AI Search Retrieval Benchmark Report

Key Findings

Qwen3 and Gemini2 are neck and neck — each wins 5 of 12 retrieval datasets. HotpotQA and MS MARCO are effectively tied at R@10 ≈ 0.99. Qwen3 leads on PubMedQA, legal, TechQA, and CUAD; Gemini2 leads on emanual, ExpertQA, FinQA, NewsQA, and QASPER.
CRAG: both top models achieve positive composites — Qwen3 leads with +0.04 composite by abstaining more (41% missing), while Gemini2 is more accurate (36%) but hallucinates more (35%). BGE-M3 and Gemma remain unsolved at 63–65% hallucination.
Pipeline improvements are massive — indexing pipeline updates lifted MS MARCO fuzzy by +53pp and FinQA by +29pp, without changing the embedding model.
Fuzzy match is the highest-leverage config knob — up to +11pp on TechQA across all models, but −33pp on PubMedQA. Dataset-dependent, not model-dependent.
QASPER (academic papers) remains hard — best R@10 is 0.50 (Gemini2), with all models clustered at 0.47–0.50. Fuzzy match is critical (+6–8pp boost).
Hybrid search is model-dependent — safe for Gemini2, mostly safe for Qwen3, but degrades BGE-M3 and Gemma on short-doc datasets.

How to read this report

The core question is simple: when a user asks a question, does AI Search find the right documents? And if it does, is the generated answer any good? We measure this with standard information retrieval and answer quality metrics, evaluated against public datasets with known ground-truth answers.
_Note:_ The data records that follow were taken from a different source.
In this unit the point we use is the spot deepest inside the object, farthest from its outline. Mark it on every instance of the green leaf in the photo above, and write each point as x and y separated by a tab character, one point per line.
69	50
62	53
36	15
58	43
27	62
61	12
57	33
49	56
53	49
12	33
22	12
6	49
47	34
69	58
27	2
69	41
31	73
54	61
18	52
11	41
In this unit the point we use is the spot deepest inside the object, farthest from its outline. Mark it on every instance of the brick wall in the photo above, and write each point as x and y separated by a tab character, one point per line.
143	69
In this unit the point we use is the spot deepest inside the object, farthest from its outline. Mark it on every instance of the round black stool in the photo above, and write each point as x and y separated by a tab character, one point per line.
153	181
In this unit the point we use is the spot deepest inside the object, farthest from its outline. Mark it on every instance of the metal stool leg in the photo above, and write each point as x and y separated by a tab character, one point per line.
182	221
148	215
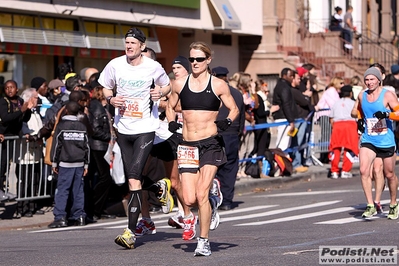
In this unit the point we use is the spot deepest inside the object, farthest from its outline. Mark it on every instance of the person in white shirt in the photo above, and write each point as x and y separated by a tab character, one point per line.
136	115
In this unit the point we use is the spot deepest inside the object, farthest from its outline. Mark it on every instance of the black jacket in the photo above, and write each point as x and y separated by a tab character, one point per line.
303	104
71	144
260	114
282	96
11	116
99	122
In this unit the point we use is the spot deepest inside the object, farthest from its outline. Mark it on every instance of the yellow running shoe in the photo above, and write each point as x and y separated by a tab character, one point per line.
126	239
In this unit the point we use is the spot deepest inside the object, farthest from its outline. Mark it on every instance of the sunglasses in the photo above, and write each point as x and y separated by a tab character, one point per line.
198	59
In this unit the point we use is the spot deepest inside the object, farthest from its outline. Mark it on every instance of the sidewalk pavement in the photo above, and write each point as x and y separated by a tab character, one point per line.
244	185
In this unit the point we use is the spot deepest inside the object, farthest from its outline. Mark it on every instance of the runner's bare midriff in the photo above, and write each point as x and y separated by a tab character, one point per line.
198	124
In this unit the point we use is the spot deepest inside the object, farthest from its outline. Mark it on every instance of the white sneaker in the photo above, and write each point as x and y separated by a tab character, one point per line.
346	174
203	247
334	175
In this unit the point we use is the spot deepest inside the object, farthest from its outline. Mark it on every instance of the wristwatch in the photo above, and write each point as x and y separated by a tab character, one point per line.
109	99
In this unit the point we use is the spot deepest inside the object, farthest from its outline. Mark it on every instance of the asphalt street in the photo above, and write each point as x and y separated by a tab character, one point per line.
277	226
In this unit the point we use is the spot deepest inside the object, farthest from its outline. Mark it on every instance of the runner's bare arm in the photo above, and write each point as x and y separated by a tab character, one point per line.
224	93
173	99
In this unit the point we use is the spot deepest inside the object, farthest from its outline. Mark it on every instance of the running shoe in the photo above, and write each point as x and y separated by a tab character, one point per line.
215	191
378	207
126	239
176	220
189	228
346	174
145	227
166	198
370	211
203	247
393	212
334	175
215	218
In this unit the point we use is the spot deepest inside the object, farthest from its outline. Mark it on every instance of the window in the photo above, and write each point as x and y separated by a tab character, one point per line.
222	39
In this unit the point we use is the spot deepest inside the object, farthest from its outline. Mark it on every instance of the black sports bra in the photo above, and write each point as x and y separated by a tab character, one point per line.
205	100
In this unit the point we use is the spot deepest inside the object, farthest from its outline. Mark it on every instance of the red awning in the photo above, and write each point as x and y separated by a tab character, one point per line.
23	48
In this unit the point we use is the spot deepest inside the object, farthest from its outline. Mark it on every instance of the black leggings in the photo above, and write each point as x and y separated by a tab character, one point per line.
135	150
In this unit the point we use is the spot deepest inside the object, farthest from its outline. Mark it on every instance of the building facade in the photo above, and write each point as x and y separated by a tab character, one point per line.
36	36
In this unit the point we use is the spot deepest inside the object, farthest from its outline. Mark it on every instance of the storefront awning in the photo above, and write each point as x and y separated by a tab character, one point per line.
223	15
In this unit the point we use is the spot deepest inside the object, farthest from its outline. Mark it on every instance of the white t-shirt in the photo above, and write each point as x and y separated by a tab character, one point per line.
133	83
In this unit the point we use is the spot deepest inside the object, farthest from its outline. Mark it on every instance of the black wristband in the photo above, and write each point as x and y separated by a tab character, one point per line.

Retrieval — did we find the right documents?

Recall@K

Of all the relevant documents that exist, what fraction did we return in the top K results? R@10 = 0.90 means we found 90% of the relevant documents in the top 10.

MRR

Mean Reciprocal Rank. How high up does the first relevant result appear? MRR = 1.0 means the first result is always relevant; 0.5 means it’s typically second.

NDCG@K

Normalized Discounted Cumulative Gain. Are the most relevant results ranked higher than less relevant ones? Rewards good ordering, not just presence.

Hit Rate@K

Did we find at least one relevant document in the top K? A binary yes/no per query, averaged across all queries.

Answer quality — is the generated answer correct?

Token F1

Word-level overlap between the generated answer and the ground truth. Balances precision (no extra words) with recall (no missing words). The primary answer quality metric.

ROUGE-L

Longest common subsequence between generated and expected answer. Captures whether the answer preserves the right sequence of information.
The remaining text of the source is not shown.